Leong Samuel C, Lesser Tristram H
The Skull Base Unit, Department of Otorhinolaryngology-Head and Neck Surgery, University Hospital Aintree, Liverpool, U.K.
Otol Neurotol. 2015 Mar;36(3):503-9. doi: 10.1097/MAO.0000000000000428.
The aim of this survey was to objectively quantify the impact of facial palsy on the quality of life of acoustic neuroma patients.
The Facial Clinimetric Evaluation (FaCE) Scale was emailed to all members of the British Acoustic Neuroma Association (BANA).
Of the 880 BANA members contacted, 398 (45.2%) responded, of which, 178 indicated that they had facial paralysis. Surgery for acoustic neuroma accounted for 80% of facial paralysis. Treatment received for facial palsy varied considerably, although 33% reported not receiving any treatment. The commonest single treatment modality wads facial electrical stimulation (41%), followed by facial physiotherapy (39%). The most common surgical procedures were to the eye lid (50%), followed by nerve graft (12%), forehead lift (10%), muscle sling (9%), and face lift (9%). The overall mean total FaCE Scale score was 54.8 (range, 10-100, standard deviation [SD] 21.2). Both facial movement and eye comfort domains had the lowest mean scores of 41.3 (SD, 29.9) and 41.2 (SD 32.6) respectively.

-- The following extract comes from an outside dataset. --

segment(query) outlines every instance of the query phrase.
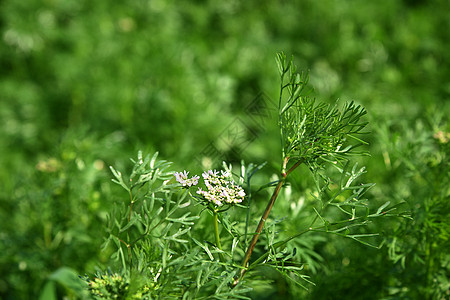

The mean total FaCE Scale score of female respondents was statistically lower (p = 0.03) than males (52.6 (SD 21.2) versus 58.8 (SD 20.7) respectively), as were the difference in mean domain scores for facial comfort, eye comfort and social function. The mean total FaCE Scale scores of respondents aged below 40 years were the lowest. Younger patients had the lowest social function domain scores of all age groups.
Facial paralysis is a significant problem in patients with acoustic neuroma. Based on this survey, treatment for facial paralysis is often not offered and even when given, still leaves the patient with a significantly lowered quality of life. However, it should be remembered that this study has surveyed a skewed patient population and that overall, most acoustic neuroma patients do not suffer with facial paralysis.
本调查旨在客观量化面瘫对听神经瘤患者生活质量的影响。
将面部临床测量评估(FaCE)量表通过电子邮件发送给英国听神经瘤协会(BANA)的所有成员。
在联系的880名BANA成员中,398人(45.2%)回复,其中178人表示有面瘫。听神经瘤手术导致的面瘫占80%。面瘫接受的治疗差异很大,尽管33%的人报告未接受任何治疗。最常见的单一治疗方式是面部电刺激(41%),其次是面部物理治疗(39%)。最常见的外科手术是眼睑手术(50%),其次是神经移植(12%)、前额提升术(10%)、肌肉悬吊术(9%)和面部提升术(9%)。FaCE量表的总体平均总分是54.8(范围10 - 100,标准差[SD]21.2)。面部运动和眼部舒适度领域的平均得分最低,分别为41.3(SD 29.9)和41.2(SD 32.6)。女性受访者的FaCE量表总体平均得分在统计学上低于男性(分别为52.6(SD 21.2)和58.8(SD 20.7)),面部舒适度、眼部舒适度和社交功能领域的平均得分差异也是如此。40岁以下受访者的FaCE量表总体平均得分最低。在所有年龄组中,年轻患者的社交功能领域得分最低。
面瘫是听神经瘤患者的一个重要问题。基于本次调查,面瘫治疗往往未得到提供,即使给予治疗,患者的生活质量仍会显著降低。然而,应记住本研究调查的是一个有偏差的患者群体,总体而言,大多数听神经瘤患者不会患面瘫。